Farrelly hopes the regulations will be imposed at national, regional and then local levels.
"This is kind of an international instrument to level the playing field. Developing countries are at the moment bearing the brunt and developed countries continue to ship it off," says Farrelly, a senior lecturer in environmental anthropology .
"If we can stop the flow of plastic pollution at its source, it's prevention rather than end of the line management."
She hopes to see a UN agreement of a legally binding global instrument in the next few years.
"Some of the news clippings 10 years ago, we see there was a levy on plastic bags, now we are talking about a ban.
"We are behind the eight ball. But in recent years there has been a flurry of environmental organisations coming to life. "
She says that while individual households feed into the problem, large businesses are responsible for the bulk of New Zealand's plastic waste.
"We need to move away from language like littering which is individual responsibility. We need to move onto commercial responsibility.
"There is a change in mindset that is much needed.
"There are very important groups and individuals, more importantly they are pushing up against industry and making them accountable.

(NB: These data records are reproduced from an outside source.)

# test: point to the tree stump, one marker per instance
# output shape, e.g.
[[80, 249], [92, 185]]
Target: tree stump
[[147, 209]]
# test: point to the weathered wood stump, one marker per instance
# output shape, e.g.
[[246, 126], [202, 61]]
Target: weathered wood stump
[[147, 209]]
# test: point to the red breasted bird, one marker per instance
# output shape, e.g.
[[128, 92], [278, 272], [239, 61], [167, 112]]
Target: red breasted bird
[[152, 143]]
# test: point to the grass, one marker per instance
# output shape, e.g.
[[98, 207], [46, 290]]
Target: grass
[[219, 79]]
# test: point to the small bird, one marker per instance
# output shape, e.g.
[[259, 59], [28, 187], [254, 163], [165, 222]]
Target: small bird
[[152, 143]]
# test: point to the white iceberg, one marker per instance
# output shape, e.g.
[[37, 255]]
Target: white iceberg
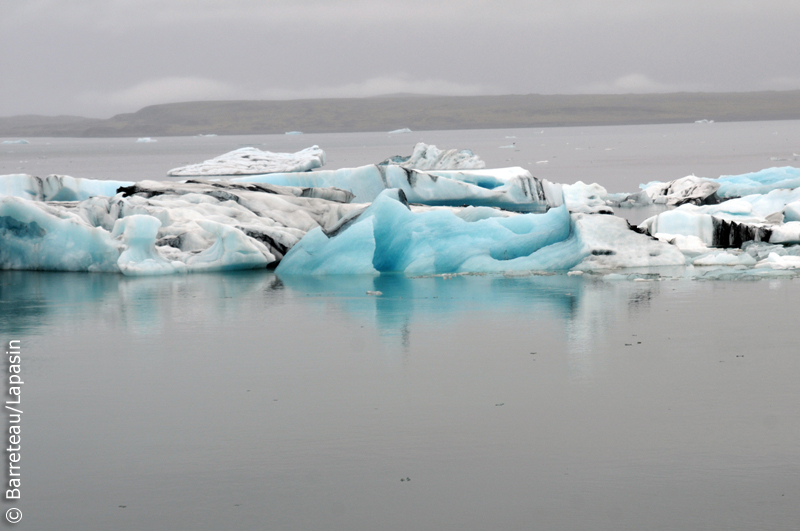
[[253, 161], [701, 190], [160, 228], [690, 189], [429, 157], [57, 187], [389, 236], [509, 188]]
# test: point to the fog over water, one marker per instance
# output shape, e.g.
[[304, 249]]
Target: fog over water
[[253, 401], [617, 157], [98, 58]]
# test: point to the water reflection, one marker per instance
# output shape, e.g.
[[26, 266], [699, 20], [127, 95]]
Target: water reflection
[[37, 303]]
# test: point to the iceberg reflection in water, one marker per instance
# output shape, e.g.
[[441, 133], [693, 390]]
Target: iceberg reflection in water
[[503, 399]]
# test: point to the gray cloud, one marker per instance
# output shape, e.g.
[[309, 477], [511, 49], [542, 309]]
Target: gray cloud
[[100, 57]]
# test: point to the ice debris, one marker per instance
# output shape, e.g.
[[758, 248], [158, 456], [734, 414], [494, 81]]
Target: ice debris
[[388, 218], [429, 157], [253, 161], [509, 188]]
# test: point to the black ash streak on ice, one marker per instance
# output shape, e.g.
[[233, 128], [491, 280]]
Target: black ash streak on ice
[[257, 223]]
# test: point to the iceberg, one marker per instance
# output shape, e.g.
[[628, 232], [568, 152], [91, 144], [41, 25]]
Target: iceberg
[[253, 161], [387, 218], [391, 236], [151, 227], [691, 189], [57, 187], [429, 157], [701, 190], [508, 188]]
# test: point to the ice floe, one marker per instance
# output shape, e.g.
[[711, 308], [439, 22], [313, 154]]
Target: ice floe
[[510, 188], [253, 161], [429, 157], [395, 217]]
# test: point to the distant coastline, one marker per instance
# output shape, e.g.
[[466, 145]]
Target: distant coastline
[[417, 112]]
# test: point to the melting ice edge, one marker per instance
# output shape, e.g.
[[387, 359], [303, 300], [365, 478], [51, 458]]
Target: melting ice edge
[[393, 217]]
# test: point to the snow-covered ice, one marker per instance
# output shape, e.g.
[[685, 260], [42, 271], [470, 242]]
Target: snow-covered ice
[[510, 188], [253, 161], [392, 218], [429, 157]]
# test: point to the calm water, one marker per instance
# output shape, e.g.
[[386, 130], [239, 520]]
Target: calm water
[[248, 401]]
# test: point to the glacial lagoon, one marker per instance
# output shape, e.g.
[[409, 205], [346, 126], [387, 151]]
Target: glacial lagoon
[[254, 400]]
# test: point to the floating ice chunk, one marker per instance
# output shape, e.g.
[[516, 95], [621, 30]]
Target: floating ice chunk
[[690, 189], [759, 182], [712, 230], [388, 236], [57, 187], [687, 244], [786, 233], [608, 243], [510, 188], [587, 198], [698, 190], [792, 212], [253, 161], [140, 257], [771, 206], [35, 236], [725, 258], [429, 157], [775, 261], [232, 250]]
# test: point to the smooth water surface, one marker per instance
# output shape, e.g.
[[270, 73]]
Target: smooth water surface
[[617, 157], [249, 401]]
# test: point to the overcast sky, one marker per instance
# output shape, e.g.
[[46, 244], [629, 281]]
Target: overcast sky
[[102, 57]]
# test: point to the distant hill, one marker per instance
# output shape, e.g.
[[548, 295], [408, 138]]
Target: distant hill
[[417, 112]]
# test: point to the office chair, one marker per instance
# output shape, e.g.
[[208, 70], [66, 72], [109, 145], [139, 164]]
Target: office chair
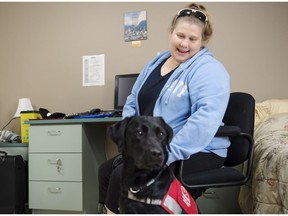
[[239, 127]]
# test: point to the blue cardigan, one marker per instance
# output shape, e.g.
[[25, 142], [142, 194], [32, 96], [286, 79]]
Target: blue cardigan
[[193, 102]]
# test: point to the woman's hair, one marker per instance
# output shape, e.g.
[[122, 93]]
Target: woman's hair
[[207, 27]]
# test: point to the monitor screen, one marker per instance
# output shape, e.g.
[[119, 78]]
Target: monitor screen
[[123, 87]]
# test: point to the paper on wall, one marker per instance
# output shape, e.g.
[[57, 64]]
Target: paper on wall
[[93, 70]]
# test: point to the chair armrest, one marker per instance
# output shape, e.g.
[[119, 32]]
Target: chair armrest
[[228, 131]]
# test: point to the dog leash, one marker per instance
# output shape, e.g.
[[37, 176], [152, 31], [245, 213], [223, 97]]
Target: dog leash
[[135, 190]]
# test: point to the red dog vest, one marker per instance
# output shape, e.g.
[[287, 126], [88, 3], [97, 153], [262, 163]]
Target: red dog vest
[[178, 198], [175, 201]]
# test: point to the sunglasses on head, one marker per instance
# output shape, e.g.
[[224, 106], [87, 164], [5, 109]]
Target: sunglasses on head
[[197, 13]]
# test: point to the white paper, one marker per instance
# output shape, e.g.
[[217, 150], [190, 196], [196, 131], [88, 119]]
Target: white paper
[[93, 70]]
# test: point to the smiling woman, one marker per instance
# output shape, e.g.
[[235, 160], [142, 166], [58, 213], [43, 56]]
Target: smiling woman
[[190, 90]]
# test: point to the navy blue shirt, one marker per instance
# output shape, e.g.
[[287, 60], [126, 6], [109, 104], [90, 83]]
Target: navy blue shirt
[[151, 89]]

However, household recycling is still an "important interim measure", before the most dangerous producers are regulated, she says.
Farrelly is also researching environmental behaviour change, political ecologies of plastic production, consumption, and disposal of hazardous plastics.
Public awareness of the impact of plastics in the environment has grown and she has been an outspoken critic on microplastics and plastic microbeads used in body products.
"There is a changing trend, because of the global science community and all the stuff going on.
"As a consequence of the global discourse now there is a real push for change. It's late but lively, plastic bags was the start,"
The Government announced last month single-use plastic bags will be banned in New Zealand and are to be phased out over the next 12 months.
The ban was hopefully just the start, Farrelly says.
"It is a catalyst for more to come. I am pretty positive about it."
1. A lot of people start by eliminating "the big four": plastic shopping bags, straws, disposable coffee cups, and single-use drink bottles.
2. Use what you already own first - don't throw away your plastic that's in good working condition for eco-friendly alternatives. Wait until the item runs out or breaks, then replace it with a sustainable alternative then.
3. Before buying anything new it's helpful to consider, "how will I dispose of this when it reaches its end-of-life?"
4. It's doesn't have to be (and shouldn't be!) an "all or nothing" approach. Start slow and work on one or two goals at a time, then once you've got them mastered, move on to another one.